Question: does BPNet code support any seq length? #1

vitkl · 2023-08-08T00:00:06Z

does BPNet code support arbitrary sequence length?
https://github.com/jmschrei/bpnet-lite/blob/master/bpnetlite/bpnet.py

jmschrei · 2023-08-08T00:02:42Z

The BPNet model itself should work on any length. Pay attention to the trimming parameter, which specifies the difference between the input length and the output length (or, specifically, half that difference because it's the amount to trim off either side). However, I may have gotten lazy in other parts of the code-base and assumed 2114 input or 1000 output. Let me know if that's the case anywhere and I'll fix it.

vitkl · 2023-08-08T00:17:15Z

Thanks for clarifying!

What are the requirements for the input sequence length? Can I change trimming to use 1000 input and 1000 output?

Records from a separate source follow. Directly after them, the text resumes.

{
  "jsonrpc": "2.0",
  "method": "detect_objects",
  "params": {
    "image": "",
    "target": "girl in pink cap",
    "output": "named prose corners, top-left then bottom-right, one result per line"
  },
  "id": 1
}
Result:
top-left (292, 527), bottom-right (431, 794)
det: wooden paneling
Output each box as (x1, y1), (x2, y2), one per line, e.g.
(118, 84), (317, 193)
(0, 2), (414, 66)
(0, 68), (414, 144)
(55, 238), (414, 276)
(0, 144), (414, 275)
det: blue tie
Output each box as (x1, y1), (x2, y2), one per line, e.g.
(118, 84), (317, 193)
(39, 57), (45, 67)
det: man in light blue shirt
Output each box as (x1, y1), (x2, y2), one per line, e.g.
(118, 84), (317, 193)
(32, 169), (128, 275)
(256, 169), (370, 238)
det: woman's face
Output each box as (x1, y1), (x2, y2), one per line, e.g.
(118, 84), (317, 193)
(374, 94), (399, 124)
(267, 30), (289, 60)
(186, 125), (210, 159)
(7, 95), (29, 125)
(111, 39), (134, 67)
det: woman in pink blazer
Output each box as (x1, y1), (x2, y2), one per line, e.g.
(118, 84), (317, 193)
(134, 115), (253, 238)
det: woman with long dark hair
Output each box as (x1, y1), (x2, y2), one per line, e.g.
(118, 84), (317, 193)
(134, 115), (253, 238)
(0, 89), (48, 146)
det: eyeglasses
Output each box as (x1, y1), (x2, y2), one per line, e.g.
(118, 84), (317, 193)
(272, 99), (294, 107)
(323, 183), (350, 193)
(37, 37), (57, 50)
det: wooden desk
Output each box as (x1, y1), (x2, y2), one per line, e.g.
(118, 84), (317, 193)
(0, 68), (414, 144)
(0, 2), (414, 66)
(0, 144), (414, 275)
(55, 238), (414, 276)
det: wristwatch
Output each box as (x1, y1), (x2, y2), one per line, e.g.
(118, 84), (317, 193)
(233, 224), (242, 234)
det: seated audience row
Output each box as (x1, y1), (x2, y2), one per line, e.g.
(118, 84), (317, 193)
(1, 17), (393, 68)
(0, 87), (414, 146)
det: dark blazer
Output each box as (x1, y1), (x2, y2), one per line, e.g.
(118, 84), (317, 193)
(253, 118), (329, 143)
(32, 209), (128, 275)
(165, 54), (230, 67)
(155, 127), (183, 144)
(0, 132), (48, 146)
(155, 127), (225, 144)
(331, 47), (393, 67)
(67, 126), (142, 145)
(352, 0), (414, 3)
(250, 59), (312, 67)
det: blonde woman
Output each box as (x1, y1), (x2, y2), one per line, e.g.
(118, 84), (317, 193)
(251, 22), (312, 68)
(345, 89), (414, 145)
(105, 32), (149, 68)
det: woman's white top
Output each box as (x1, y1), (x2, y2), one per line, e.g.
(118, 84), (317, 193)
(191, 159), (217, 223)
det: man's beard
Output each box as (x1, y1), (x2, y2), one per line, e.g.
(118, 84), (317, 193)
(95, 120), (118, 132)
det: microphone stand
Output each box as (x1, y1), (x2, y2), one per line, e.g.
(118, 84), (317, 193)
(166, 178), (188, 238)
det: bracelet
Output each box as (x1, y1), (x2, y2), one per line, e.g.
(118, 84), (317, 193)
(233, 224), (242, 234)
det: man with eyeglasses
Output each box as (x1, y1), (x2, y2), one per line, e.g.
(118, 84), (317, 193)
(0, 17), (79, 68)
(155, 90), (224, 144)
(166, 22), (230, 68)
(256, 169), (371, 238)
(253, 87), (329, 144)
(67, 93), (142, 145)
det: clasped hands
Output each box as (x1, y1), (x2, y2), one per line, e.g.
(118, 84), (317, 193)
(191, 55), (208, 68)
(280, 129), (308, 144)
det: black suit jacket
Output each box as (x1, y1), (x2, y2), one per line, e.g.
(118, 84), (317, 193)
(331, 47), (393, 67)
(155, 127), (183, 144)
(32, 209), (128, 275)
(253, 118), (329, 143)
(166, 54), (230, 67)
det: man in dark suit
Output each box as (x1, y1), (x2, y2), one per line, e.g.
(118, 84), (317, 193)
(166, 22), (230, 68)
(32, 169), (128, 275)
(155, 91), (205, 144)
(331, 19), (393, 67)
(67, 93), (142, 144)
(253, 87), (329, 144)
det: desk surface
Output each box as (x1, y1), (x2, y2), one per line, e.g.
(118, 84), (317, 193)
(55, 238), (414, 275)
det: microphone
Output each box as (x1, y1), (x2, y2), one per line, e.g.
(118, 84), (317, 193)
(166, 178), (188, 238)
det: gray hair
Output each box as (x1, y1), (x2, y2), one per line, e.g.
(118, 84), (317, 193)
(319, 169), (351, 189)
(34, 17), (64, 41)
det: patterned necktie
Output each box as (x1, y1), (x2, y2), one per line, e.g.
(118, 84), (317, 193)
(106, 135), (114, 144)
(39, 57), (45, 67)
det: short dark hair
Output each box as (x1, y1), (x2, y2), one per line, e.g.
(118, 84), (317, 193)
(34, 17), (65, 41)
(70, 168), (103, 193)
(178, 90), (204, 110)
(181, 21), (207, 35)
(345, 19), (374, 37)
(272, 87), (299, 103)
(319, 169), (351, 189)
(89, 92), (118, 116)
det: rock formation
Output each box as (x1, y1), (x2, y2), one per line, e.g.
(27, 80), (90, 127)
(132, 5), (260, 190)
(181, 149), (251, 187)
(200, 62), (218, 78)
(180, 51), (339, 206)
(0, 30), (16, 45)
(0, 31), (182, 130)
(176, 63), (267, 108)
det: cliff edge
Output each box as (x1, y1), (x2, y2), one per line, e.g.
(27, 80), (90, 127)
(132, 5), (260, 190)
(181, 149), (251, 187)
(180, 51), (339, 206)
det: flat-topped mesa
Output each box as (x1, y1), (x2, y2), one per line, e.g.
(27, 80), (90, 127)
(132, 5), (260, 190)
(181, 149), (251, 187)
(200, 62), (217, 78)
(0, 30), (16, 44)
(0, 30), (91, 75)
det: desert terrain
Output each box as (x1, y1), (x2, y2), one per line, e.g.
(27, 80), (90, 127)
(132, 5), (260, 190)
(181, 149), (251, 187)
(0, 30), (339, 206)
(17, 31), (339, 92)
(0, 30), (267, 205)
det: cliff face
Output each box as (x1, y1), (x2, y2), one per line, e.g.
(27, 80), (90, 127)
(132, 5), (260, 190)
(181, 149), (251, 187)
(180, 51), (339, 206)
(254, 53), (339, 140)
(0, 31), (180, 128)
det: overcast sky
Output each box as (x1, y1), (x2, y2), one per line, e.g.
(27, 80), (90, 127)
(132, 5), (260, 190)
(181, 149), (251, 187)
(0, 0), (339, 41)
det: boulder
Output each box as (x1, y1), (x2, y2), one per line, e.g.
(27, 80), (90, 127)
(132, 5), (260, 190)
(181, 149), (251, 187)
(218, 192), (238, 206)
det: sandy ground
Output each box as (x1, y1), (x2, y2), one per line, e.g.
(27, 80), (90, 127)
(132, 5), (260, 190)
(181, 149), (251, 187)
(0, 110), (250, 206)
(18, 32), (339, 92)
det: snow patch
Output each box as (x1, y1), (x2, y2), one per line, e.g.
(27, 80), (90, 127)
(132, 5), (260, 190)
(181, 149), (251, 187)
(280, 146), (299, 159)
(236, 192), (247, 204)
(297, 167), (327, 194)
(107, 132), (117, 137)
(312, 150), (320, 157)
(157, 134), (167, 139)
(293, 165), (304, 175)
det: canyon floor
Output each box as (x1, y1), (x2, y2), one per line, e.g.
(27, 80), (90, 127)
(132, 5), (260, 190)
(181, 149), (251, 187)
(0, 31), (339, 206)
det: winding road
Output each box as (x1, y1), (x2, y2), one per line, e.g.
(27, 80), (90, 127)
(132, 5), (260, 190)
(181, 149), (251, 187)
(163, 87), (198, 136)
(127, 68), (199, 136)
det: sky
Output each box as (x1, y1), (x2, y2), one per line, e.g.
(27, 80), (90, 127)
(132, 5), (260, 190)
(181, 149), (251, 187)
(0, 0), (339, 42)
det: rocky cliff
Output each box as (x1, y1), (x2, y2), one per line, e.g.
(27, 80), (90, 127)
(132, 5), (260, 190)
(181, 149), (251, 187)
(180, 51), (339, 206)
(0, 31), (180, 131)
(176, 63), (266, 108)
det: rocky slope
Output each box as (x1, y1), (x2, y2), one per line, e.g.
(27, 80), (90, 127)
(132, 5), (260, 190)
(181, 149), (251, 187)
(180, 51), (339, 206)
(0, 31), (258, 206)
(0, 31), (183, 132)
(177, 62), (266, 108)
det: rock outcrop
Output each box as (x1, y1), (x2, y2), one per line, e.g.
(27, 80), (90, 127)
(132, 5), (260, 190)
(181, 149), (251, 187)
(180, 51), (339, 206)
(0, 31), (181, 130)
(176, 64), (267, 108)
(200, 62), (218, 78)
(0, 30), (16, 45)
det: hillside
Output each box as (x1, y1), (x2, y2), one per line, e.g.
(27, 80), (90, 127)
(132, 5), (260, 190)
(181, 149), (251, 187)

jmschrei · 2023-08-08T01:49:11Z

If you set trimming to 0 you should be able to use the same input and output length. However, you'll likely get worse predictions on the flanks because they can't see their full contexts.

vitkl · 2023-08-08T05:33:48Z

I would like to use this as a bias model - how much context does the bias model need to see?

jmschrei · 2023-08-08T05:37:09Z

Usually, the bias model is given far less context so that it does not inadvertently learn complex rules. We usually use a model with four layers, so the residual layers aggregate 2**4 nucleotides after the first layer.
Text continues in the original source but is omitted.